Perang Dagang Mengarah ke Resesi: Goldman Sachs

IVOOX.id, Washington - Perang dagang AS-China bisa mengarahkan ekonomi dunia ke resesimengarah ke resesi, apalagi konflik perdagangan kedua negara diyakini tak akan tercapai sebelum pilpres AS pada 2020, demikian penilaian lembaga keuangan Goldman Sachs Group Inc, yang dilansir Minggu (11/8).
"Kami memperkirakan tarif yang menargetkan sisa 300 miliar dolar AS impor dari China akan berlaku," kata bank itu dalam catatan yang dikirim kepada para nasabahnya, menyinggung ancaman Presiden Donald Trump untuk mengenakan tarif 10 persen bagi barang China senilai USD300 miliar, yang segera dibalas China dengan penundaan impor produk pertanian AS dan langkah membiarkan yuan melemah terhadap dolar.

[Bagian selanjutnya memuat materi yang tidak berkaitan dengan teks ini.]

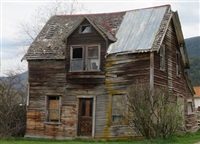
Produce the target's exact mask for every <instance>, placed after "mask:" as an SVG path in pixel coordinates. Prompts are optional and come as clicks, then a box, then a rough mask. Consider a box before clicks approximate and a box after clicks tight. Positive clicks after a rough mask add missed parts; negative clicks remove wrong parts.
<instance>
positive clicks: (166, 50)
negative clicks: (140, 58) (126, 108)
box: [154, 21, 197, 131]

Presiden AS Donald Trump mengumumkan pada 1 Agustus bahwa pihaknya akan mengenakan tarif tambahan 10 persen pada impor China senilai 300 miliar dolar AS pada 1 September, mendorong China untuk menghentikan pembelian produk-produk pertanian AS.
Amerika Serikat juga menyatakan China sebagai manipulator mata uang. China menyangkal telah memanipulasi yuan untuk keuntungan kompetitif.
Perselisihan perdagangan selama setahun telah berkisar pada masalah-masalah seperti tarif, subsidi, teknologi, kekayaan intelektual dan keamanan siber, di antara lainnya.
Baca juga: Peneliti nilai aliran modal asing masih esensial
Goldman Sachs mengatakan pihaknya menurunkan perkiraan pertumbuhan kuartal keempat AS sebesar 20 basis poin menjadi 1,8 persen karena dampak yang lebih besar dari yang diperkirakan dari perkembangan ketegangan perdagangan.
"Secara keseluruhan, kami telah meningkatkan perkiraan kami tentang dampak peningkatan perang dagang," kata bank itu dalam catatan yang ditulis oleh tiga ekonomnya, Jan Hatzius, Alec Phillips dan David Mericle.
Meningkatnya biaya input dari gangguan rantai pasokan dapat menyebabkan perusahaan-perusahaan AS mengurangi aktivitas domestik mereka, kata catatan itu. "Ketidakpastian kebijakan" seperti itu juga dapat membuat perusahaan-perusahaan menurunkan belanja modal mereka, tambah para ekonom.